Sarebbe interessante stilare un elenco delle opportunità e delle criticità almeno una volta l’anno, seguito da precetti per un rinnovato umanesimo e sarebbe bello che la comunità tutta partecipasse ai contenuti di questo elenco per poi consegnarlo ai capi che nei proclami istituzionali mettono il cappello con gli investimenti di quei piccoli imprenditori che gestiscono bed and breakfast, ristoranti, piccole aziende agricole e che accolgono i visitatori nel tentativo di trarre economia, sussistenza e un pò di lietezza della condivisione dal loro vivere nei paesi. Forse c’è un diritto puntualmente negato nella ostinazione di vivere in un paese e produrre economia; quella di produrla senza essere super tassati per il solo fatto di produrla. I comuni dei paesi sono depressi e in agonia, non hanno soldi, non hanno visioni, non hanno poesia, non hanno sogni, non hanno ambizioni e gli amministratori, prima di ogni argomentazione pubblica esordiscono con il solito ritornello come per giustificare l’inefficacia del loro amministrare:
“il paese si spopola, gli anziani muoiono e i giovani vanno via”

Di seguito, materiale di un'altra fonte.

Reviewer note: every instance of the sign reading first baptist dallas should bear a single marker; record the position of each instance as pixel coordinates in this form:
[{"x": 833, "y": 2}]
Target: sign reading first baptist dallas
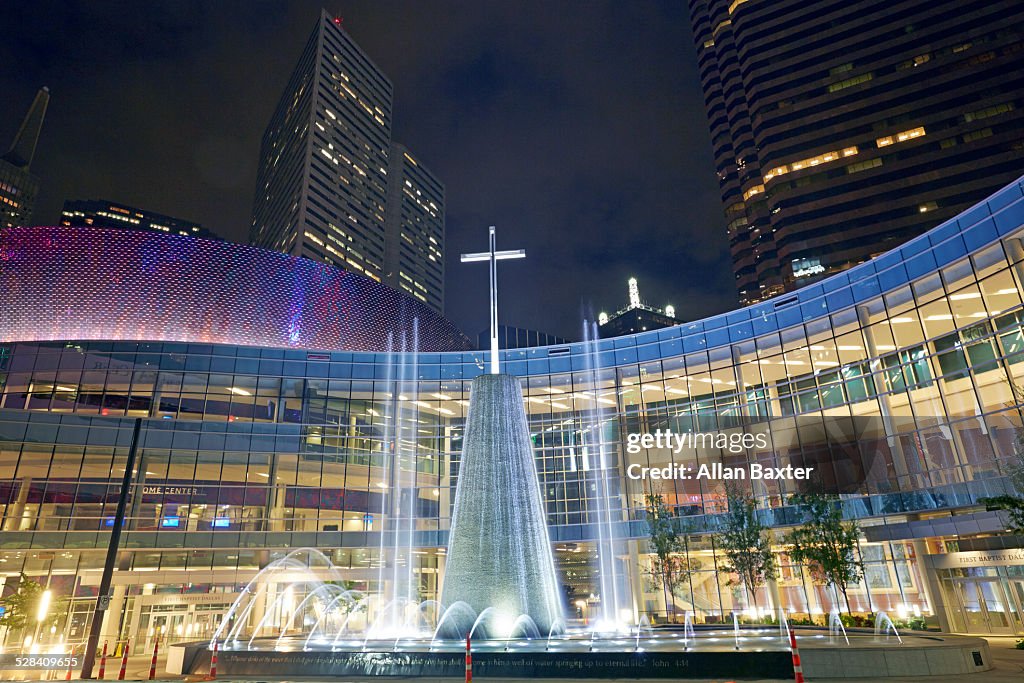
[{"x": 971, "y": 558}]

Civita, il paese in cui vivo da 16 anni, al mio ritorno nel 2002 contava circa 1400 abitanti, oggi 23 gennaio del 2018 ne conta poco meno di 700. Le previsioni del prossimo futuro è difficile che possano essere migliori. Bisogna nutrire ambizioni nei paesi, almeno una; un paese senza ambizioni è destinato a morire o a diventare la succursale dell’oblio. Forse nei paesi c’è bisogno di amministratori che amino la poesia più del cemento. Nel mio paese verrà appaltato il progetto per una scuola nuova, ma allo stato attuale i bambini della scuola sono appena 20 distribuiti in 2 pluriclasse. Invece, un ostello della gioventù è destinato da oltre 5 anni a sede per il Sistema di protezione per richiedenti asilo e rifugiati (Sprar) e ogni anno che passa l’edificio perde un pezzo.
Ora è difficile esprimere il proprio dissenso allo stesso modo in cui è difficile dialogare in maniera costruttiva.

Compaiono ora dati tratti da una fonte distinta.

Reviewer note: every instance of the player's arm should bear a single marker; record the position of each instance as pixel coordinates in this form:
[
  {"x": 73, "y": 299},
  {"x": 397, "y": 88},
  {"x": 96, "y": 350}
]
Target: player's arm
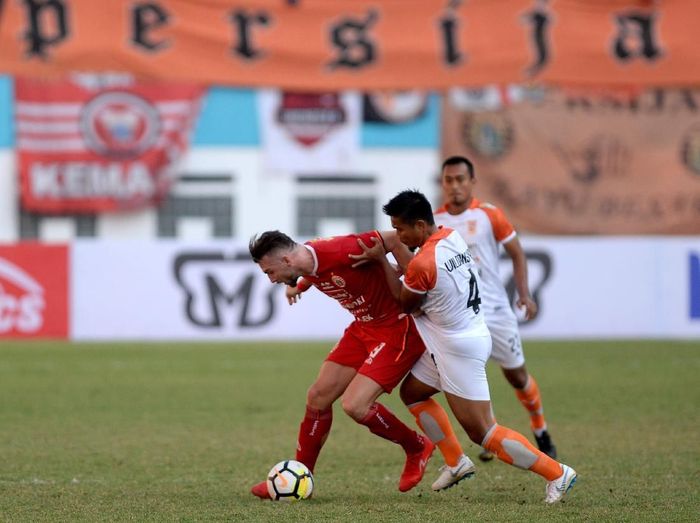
[
  {"x": 388, "y": 241},
  {"x": 517, "y": 256},
  {"x": 393, "y": 245},
  {"x": 410, "y": 301},
  {"x": 377, "y": 253}
]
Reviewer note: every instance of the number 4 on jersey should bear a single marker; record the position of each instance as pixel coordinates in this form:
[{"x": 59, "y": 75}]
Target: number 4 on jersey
[{"x": 474, "y": 300}]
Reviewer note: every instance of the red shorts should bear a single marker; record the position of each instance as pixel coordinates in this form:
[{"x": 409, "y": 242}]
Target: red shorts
[{"x": 383, "y": 353}]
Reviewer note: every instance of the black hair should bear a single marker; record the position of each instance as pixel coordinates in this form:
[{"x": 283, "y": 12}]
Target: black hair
[
  {"x": 456, "y": 160},
  {"x": 267, "y": 242},
  {"x": 410, "y": 206}
]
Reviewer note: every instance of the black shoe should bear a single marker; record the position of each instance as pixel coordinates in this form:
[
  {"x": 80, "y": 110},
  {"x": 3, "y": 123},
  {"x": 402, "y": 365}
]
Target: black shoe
[{"x": 544, "y": 443}]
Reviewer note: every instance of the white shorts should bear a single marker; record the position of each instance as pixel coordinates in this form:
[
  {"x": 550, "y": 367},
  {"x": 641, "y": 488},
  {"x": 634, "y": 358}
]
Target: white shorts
[
  {"x": 507, "y": 348},
  {"x": 456, "y": 365}
]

Se questo accade è sempre tra pochi, a bassa voce; è solo uno sfogo che per un pò ti fa ribollire il sangue, ma ti lascia con l’arsura alla bocca e con l’impotenza di chi per il solo fatto di esprimersi verrà spacciato come rivoluzionario e i rivoluzionari sono tenuti in sordina dagli oppressori e dagli oppressi. Farsi istituzione è una parola forte che per quell’attimo in cui la pronunci ti fa sentire libero, ma poi ti vedi fuori da te stesso con il viso corrucciato in una desolante solitudine con quelli che parlano parole mute e ti istigano ad essere ciò che loro non hanno il coraggio di essere. La cosa più assurda è che si cerca di fare a tutti i costi qualcosa di straordinario per autocelebrarsi, per fare notizia e spesso ci sono molte falle e bugie in quella straordinarietà, quando basterebbe assurgere al ruolo di cittadini, ma nessuno sa più cosa vuol dire essere cittadini, amministratori, come essere figli, padri e madri. Vuol dire custodire qualcosa e prendersene cura con buon senso e responsabilità. A tutto questo si deve rispondere senza esitazioni, non si può lasciare più niente al caso, non possiamo affidare la nostra vita e i nostri diritti allo Stato, ai partiti e ai politicanti. Dobbiamo riprenderci il coraggio di dissentire, di manifestare, di dire la nostra senza usare la violenza, ma con armi potenti come la tenerezza, la compassione, la tenacia e la temperanza. Oggi la grandezza è nelle cose minime e nei piccoli gesti quotidiani. I paesi si salvano solo se salviamo noi stessi.